Critics of this argument are always quick to cite the Health, Education and Welfare administrator who, when he heard that blacks weren't taking religious studies because they did not have a strong knowledge of Greek and Hebrew, two prerequisites, told the school to get rid of the two languages and include more modern languages. The analogy is too easily and inconsiderately applied. If there is no clear link between the scientific knowledge and clinical performance, then what is so outrageous about making the curriculum fit today's present need for more doctors in impoverished areas?
And then there is the simple, most-direct explanation for recruiting more and more black candidates: as most liberals and conservatives agree, there is no genetic difference between the races, therefore as long as there is an income disparity and an educational disparity the medical schools must be willing to extend their services to minimize these differences.
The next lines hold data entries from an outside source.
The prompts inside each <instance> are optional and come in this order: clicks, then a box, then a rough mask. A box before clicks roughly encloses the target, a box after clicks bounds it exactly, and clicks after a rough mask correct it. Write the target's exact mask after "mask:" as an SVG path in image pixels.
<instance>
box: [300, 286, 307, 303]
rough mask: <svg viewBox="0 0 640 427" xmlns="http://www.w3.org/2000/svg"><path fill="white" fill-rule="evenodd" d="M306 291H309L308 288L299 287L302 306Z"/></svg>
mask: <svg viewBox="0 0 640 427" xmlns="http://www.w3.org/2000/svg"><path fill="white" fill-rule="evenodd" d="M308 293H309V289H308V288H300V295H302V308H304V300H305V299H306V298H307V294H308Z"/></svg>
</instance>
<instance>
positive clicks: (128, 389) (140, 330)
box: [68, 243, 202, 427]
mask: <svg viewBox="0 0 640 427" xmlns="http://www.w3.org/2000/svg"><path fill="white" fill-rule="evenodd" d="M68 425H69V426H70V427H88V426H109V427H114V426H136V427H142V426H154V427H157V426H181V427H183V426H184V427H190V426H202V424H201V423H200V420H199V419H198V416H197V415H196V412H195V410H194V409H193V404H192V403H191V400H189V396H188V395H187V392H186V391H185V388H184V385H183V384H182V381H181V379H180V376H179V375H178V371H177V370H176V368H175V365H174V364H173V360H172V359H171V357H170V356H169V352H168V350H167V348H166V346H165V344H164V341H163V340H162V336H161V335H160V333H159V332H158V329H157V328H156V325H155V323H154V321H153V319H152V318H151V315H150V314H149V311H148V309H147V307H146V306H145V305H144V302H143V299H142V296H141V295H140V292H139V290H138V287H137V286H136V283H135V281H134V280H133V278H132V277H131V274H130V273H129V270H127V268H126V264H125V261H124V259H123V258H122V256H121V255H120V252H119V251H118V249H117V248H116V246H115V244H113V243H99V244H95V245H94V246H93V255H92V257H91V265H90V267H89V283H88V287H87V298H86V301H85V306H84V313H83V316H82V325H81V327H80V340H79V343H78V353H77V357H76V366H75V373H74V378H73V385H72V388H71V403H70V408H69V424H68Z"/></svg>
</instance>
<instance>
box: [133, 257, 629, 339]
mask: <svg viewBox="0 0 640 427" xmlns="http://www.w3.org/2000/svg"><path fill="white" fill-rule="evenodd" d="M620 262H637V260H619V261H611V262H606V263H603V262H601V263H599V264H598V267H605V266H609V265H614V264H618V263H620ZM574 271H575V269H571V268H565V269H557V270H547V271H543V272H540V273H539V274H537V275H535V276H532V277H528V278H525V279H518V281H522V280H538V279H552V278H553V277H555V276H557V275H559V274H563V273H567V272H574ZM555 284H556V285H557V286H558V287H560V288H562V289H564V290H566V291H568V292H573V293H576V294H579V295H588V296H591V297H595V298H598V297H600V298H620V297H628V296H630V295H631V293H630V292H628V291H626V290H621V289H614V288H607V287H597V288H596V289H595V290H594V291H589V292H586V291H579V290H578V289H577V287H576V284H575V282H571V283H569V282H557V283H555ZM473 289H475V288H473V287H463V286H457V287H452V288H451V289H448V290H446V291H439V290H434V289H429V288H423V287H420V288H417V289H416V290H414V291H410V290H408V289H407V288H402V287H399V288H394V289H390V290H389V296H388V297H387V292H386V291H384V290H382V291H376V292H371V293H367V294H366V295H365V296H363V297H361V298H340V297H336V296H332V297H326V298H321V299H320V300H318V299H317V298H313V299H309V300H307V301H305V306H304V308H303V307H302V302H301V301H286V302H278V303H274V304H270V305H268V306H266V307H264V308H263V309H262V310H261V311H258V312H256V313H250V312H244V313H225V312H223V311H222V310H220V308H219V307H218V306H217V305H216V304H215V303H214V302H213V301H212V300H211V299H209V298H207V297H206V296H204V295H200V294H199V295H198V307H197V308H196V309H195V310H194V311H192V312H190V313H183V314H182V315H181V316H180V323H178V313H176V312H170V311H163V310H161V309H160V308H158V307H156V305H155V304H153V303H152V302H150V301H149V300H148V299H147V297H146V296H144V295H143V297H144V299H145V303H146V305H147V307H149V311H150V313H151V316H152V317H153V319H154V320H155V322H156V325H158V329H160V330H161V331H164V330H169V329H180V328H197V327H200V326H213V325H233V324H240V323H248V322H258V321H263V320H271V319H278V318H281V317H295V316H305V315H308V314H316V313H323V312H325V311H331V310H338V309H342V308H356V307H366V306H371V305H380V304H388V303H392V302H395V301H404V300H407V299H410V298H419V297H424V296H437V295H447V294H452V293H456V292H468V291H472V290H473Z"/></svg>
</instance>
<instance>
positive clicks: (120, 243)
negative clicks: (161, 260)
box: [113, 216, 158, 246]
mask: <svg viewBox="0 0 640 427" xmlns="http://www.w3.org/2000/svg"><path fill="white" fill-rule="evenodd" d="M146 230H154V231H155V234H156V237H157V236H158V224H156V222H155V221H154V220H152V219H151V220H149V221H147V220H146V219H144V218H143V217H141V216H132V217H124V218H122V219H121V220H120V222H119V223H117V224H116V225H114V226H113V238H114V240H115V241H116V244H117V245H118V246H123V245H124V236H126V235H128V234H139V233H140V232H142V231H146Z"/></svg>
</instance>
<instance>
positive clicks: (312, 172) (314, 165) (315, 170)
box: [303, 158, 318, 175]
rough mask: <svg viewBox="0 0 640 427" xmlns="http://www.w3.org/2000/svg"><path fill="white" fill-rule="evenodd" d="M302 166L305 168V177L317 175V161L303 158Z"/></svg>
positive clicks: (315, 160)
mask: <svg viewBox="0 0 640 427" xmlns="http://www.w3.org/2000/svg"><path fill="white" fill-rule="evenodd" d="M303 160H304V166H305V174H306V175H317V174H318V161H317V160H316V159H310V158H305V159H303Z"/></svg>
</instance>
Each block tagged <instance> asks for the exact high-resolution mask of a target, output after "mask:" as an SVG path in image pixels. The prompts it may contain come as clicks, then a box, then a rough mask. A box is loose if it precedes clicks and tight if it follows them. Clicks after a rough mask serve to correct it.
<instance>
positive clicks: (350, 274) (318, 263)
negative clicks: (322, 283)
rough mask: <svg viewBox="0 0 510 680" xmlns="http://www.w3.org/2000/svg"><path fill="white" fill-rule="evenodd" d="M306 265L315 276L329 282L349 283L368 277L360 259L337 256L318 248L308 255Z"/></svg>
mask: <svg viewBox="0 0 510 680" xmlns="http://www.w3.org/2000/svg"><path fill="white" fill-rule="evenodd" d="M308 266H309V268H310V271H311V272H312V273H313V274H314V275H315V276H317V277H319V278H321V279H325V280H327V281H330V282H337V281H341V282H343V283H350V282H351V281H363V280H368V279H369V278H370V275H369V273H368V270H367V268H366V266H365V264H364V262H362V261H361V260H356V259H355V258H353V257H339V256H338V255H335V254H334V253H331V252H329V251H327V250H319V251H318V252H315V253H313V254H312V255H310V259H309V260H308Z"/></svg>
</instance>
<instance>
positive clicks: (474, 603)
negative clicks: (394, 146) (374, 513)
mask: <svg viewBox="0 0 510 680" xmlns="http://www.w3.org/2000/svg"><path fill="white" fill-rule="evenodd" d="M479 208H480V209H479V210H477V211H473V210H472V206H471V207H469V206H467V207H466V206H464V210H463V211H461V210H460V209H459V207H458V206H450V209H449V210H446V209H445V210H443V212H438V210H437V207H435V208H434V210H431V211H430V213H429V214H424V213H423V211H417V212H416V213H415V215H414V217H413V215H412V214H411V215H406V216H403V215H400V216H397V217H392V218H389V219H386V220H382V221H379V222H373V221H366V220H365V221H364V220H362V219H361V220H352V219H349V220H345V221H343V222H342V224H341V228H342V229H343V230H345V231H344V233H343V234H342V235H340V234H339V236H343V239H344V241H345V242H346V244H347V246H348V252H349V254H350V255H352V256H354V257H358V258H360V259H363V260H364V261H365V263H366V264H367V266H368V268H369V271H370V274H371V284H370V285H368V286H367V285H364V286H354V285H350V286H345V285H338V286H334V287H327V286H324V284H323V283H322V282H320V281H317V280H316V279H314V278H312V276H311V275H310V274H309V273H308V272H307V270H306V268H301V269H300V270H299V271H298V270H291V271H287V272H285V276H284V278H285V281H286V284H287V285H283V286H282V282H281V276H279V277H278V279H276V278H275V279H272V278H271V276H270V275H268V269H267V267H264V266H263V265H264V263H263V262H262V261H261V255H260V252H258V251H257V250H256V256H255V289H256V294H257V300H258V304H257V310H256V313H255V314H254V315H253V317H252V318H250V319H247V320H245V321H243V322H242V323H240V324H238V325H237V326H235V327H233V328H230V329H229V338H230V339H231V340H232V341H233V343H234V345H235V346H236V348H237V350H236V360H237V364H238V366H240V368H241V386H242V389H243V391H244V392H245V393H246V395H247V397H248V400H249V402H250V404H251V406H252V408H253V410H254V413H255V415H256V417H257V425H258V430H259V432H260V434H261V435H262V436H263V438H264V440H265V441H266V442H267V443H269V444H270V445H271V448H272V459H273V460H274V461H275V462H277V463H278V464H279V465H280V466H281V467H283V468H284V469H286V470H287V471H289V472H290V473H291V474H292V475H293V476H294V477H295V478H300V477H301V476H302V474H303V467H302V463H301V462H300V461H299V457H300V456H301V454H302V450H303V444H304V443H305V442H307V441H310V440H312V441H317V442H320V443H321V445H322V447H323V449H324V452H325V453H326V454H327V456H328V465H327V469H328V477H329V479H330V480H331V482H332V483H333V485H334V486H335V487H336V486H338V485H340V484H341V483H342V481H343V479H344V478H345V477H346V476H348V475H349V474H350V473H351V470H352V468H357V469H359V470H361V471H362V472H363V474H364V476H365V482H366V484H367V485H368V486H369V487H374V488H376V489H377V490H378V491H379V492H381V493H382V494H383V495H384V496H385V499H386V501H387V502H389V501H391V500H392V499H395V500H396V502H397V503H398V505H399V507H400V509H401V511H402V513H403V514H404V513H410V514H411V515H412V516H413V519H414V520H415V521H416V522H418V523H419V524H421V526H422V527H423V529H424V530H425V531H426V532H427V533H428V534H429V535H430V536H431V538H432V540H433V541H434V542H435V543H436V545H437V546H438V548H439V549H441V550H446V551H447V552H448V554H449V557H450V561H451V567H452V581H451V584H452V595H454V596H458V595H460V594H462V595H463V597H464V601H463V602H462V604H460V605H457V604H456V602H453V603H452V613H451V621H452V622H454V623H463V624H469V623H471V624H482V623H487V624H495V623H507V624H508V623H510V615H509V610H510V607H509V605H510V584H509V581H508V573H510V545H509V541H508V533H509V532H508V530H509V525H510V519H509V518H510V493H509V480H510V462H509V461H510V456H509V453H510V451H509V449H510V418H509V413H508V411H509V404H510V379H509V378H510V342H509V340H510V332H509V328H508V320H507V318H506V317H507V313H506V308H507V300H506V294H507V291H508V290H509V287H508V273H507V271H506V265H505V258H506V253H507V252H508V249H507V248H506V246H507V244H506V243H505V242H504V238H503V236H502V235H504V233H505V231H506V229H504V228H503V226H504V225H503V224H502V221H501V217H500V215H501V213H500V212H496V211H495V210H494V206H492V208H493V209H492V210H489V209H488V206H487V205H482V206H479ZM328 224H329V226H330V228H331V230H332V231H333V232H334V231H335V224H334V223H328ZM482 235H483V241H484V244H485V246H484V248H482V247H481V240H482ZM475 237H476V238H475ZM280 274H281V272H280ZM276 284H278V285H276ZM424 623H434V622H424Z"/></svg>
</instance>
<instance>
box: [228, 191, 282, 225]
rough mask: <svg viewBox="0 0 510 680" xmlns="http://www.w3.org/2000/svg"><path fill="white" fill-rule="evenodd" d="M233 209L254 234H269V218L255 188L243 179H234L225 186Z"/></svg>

Only when the disparity is cancelled should these programs be abolished.
But in order to persuade, it is first important to admit that there are two sides to the discussion of admissions. Crying racist and claiming that Davis's supporters are attacking all minority students' competence duck the conservatives' insistence on maintaining standards of excellence in the first two years' academic work for all students, an argument that must be challenged. What is needed is an honest attack pointing up the limited link that these standards have with providing better distribution of health care in America.